L’absence s’est installée comme une routine,
L’angoisse présente, jour après jour,
Ton fils a grandi… une photo à ses côtés,
Sans jamais pouvoir recevoir un signe,
Ni même un sourire partager.

Ta relation épistolaire a fini par te désoler
Tu as gardé un goût amer de ce sort sur vous jeté.

Quand Jacques un jour est revenu de guerre,
Après la joie de cette paix…
Il a fallu apprendre à vivre… un étranger à tes côtés.
Chacun doté de ses souffrances,
Des traumatismes à évacuer…
Il a fallu pour toi Mathilde
Ta place, ton rôle, maintenant céder.

Mathilde a tu, au fond de son âme
Toute la rancoeur qu’elle a gardée.
Elle se souvient de ce slogan, si fier et savamment lancé
« Debout, donc femmes Françaises… Filles de la patrie !
Tout est grand qui sert le Pays … Debout à l’action, au labeur !
Il y aura demain la gloire pour tout le monde. »

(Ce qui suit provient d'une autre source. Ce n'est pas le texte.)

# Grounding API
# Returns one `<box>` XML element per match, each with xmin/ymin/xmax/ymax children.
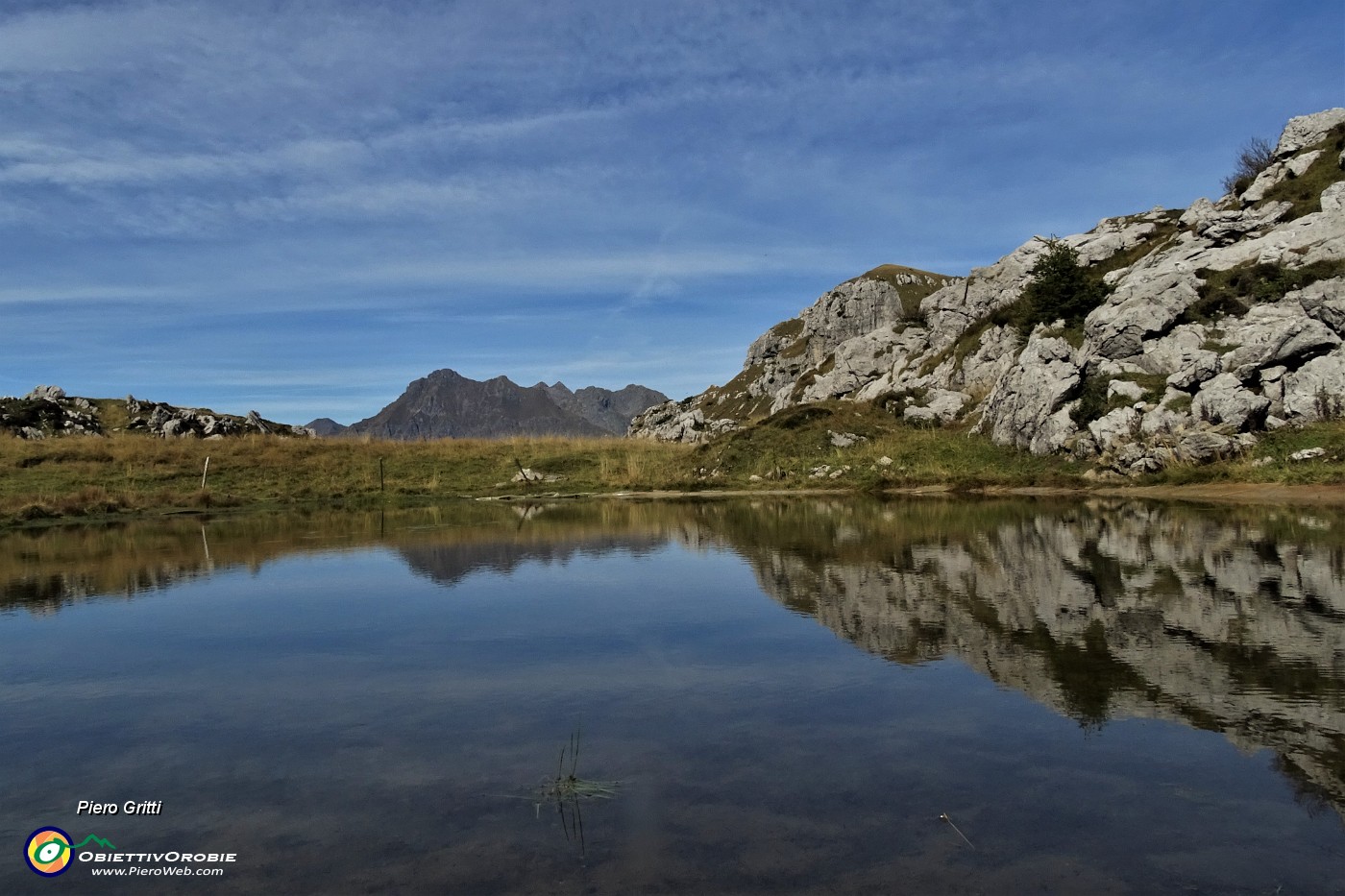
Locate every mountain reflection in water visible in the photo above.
<box><xmin>8</xmin><ymin>499</ymin><xmax>1345</xmax><ymax>816</ymax></box>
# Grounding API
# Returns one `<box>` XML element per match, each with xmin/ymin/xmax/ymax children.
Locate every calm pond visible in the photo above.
<box><xmin>0</xmin><ymin>497</ymin><xmax>1345</xmax><ymax>895</ymax></box>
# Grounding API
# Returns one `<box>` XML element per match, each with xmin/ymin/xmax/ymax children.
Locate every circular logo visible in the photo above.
<box><xmin>23</xmin><ymin>828</ymin><xmax>70</xmax><ymax>877</ymax></box>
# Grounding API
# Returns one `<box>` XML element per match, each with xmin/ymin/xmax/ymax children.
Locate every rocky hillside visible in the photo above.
<box><xmin>0</xmin><ymin>386</ymin><xmax>316</xmax><ymax>440</ymax></box>
<box><xmin>629</xmin><ymin>109</ymin><xmax>1345</xmax><ymax>475</ymax></box>
<box><xmin>340</xmin><ymin>370</ymin><xmax>667</xmax><ymax>440</ymax></box>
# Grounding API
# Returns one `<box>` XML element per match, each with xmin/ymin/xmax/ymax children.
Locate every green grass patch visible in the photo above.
<box><xmin>1178</xmin><ymin>259</ymin><xmax>1345</xmax><ymax>323</ymax></box>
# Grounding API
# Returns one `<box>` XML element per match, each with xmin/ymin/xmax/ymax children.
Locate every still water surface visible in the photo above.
<box><xmin>0</xmin><ymin>499</ymin><xmax>1345</xmax><ymax>895</ymax></box>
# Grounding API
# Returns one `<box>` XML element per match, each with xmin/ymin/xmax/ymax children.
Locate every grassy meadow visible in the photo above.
<box><xmin>0</xmin><ymin>402</ymin><xmax>1345</xmax><ymax>526</ymax></box>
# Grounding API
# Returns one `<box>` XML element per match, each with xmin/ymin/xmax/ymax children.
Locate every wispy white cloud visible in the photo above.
<box><xmin>0</xmin><ymin>0</ymin><xmax>1345</xmax><ymax>416</ymax></box>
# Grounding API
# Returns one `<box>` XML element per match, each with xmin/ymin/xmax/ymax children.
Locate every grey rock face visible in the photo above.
<box><xmin>629</xmin><ymin>109</ymin><xmax>1345</xmax><ymax>473</ymax></box>
<box><xmin>629</xmin><ymin>400</ymin><xmax>739</xmax><ymax>443</ymax></box>
<box><xmin>978</xmin><ymin>327</ymin><xmax>1080</xmax><ymax>455</ymax></box>
<box><xmin>1190</xmin><ymin>374</ymin><xmax>1270</xmax><ymax>430</ymax></box>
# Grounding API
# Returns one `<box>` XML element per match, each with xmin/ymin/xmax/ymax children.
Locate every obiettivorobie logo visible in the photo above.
<box><xmin>23</xmin><ymin>828</ymin><xmax>117</xmax><ymax>877</ymax></box>
<box><xmin>23</xmin><ymin>825</ymin><xmax>238</xmax><ymax>877</ymax></box>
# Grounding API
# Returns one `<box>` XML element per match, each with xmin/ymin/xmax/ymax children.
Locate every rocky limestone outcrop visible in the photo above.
<box><xmin>631</xmin><ymin>109</ymin><xmax>1345</xmax><ymax>475</ymax></box>
<box><xmin>0</xmin><ymin>386</ymin><xmax>316</xmax><ymax>440</ymax></box>
<box><xmin>0</xmin><ymin>386</ymin><xmax>102</xmax><ymax>441</ymax></box>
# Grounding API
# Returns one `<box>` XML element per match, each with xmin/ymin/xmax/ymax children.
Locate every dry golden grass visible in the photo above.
<box><xmin>0</xmin><ymin>424</ymin><xmax>692</xmax><ymax>520</ymax></box>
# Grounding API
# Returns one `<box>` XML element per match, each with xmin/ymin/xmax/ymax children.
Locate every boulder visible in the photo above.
<box><xmin>1284</xmin><ymin>274</ymin><xmax>1345</xmax><ymax>335</ymax></box>
<box><xmin>1281</xmin><ymin>351</ymin><xmax>1345</xmax><ymax>421</ymax></box>
<box><xmin>1088</xmin><ymin>407</ymin><xmax>1140</xmax><ymax>452</ymax></box>
<box><xmin>1275</xmin><ymin>108</ymin><xmax>1345</xmax><ymax>158</ymax></box>
<box><xmin>1190</xmin><ymin>373</ymin><xmax>1270</xmax><ymax>430</ymax></box>
<box><xmin>1223</xmin><ymin>302</ymin><xmax>1341</xmax><ymax>382</ymax></box>
<box><xmin>976</xmin><ymin>326</ymin><xmax>1080</xmax><ymax>455</ymax></box>
<box><xmin>1084</xmin><ymin>271</ymin><xmax>1200</xmax><ymax>359</ymax></box>
<box><xmin>629</xmin><ymin>399</ymin><xmax>739</xmax><ymax>443</ymax></box>
<box><xmin>1176</xmin><ymin>430</ymin><xmax>1243</xmax><ymax>464</ymax></box>
<box><xmin>24</xmin><ymin>386</ymin><xmax>66</xmax><ymax>400</ymax></box>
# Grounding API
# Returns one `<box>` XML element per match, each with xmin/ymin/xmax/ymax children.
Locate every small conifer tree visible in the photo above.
<box><xmin>1022</xmin><ymin>237</ymin><xmax>1110</xmax><ymax>329</ymax></box>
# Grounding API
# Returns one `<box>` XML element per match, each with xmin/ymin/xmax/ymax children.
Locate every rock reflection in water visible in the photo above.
<box><xmin>731</xmin><ymin>503</ymin><xmax>1345</xmax><ymax>815</ymax></box>
<box><xmin>0</xmin><ymin>499</ymin><xmax>1345</xmax><ymax>815</ymax></box>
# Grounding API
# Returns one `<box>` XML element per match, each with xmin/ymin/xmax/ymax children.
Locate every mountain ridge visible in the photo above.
<box><xmin>339</xmin><ymin>367</ymin><xmax>667</xmax><ymax>440</ymax></box>
<box><xmin>629</xmin><ymin>109</ymin><xmax>1345</xmax><ymax>476</ymax></box>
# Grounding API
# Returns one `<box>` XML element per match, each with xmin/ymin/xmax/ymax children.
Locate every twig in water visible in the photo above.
<box><xmin>939</xmin><ymin>812</ymin><xmax>975</xmax><ymax>849</ymax></box>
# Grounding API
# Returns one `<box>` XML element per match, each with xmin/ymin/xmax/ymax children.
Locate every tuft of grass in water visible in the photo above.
<box><xmin>538</xmin><ymin>728</ymin><xmax>622</xmax><ymax>808</ymax></box>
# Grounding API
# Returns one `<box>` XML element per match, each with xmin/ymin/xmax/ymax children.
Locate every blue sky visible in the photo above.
<box><xmin>0</xmin><ymin>0</ymin><xmax>1345</xmax><ymax>423</ymax></box>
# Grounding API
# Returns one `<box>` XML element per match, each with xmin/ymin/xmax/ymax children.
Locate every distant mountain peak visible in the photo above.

Elle a tu, au fond de son âme
Par respect pour tous les Hommes
Que cette guerre a maltraités.
Elle a tu, au fond de son âme
Tous ses ressentis déjà évoqués.

Mais aujourd’hui, pour elles qui ne sont plus,
Pour leur souvenir, et parce qu’elles en sont dignes.
Je veux commémorer leur dévouement, et leurs actions,
Et graver pour elles, ici, en quelques lignes,
Toute la gloire et le respect que leur souvenir anime.